In this sense, the context of violence and confrontation in the Polis indicates that it is very difficult for us to create common ground in our daily life – i.e. micropolitics. The situation is no different in macropolitics. Across the world, we see political leaders instigating hatred against those who are different and creating physical and moral barriers in order to stop the movement of “the other” – the foreigner who struggles for a better livelihood. The deterioration of personal relationships, the polarization of differences, and hate crimes increase the social violence represented by the exclusion of the different.

In Brazil, the October presidential elections are fast approaching. It is alarming to see the protagonist role assumed by certain candidates – who come from the “old” neoliberal political system but claim to be “new” within the national landscape – instigating hatred and the nonacceptance of differences. This totalizing discourse turns the other into the enemy. Hatred, envy and resentment prevail. These feelings invade physical and virtual (social media) conversations with friends and family, with predominant intolerance and exclusion. The expression “politically correct” – which seemed to have been understood as an acceptance of the different – has recently been fought against as “ideological stuff from a group” who disrespects traditional and conservative values. Symbolically, democracy – the pact between siblings – is under attack.

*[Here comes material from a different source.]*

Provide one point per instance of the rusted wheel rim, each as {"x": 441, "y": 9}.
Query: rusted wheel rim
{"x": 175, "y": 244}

A person assaults in defense of what they consider their own territory. As Freud (2010) reminds us, this is a belonging strategy adopted by some groups, mainly in situations of frustration and social fragility. People need to feel safe in the face of the “imaginary threat” that constellates the “enemy.” The intentional evilness against the other, and the pleasure obtained as a result of this evilness, is human – excessively human.

At the moment, we face the challenge of producing integrative solutions, based on responsibility (understood as an encounter of one’s own self), ethics of collaborative affections, and tolerance towards the other. We can then produce something common, whose political expression is the return to a democratic state and the fight for social justice.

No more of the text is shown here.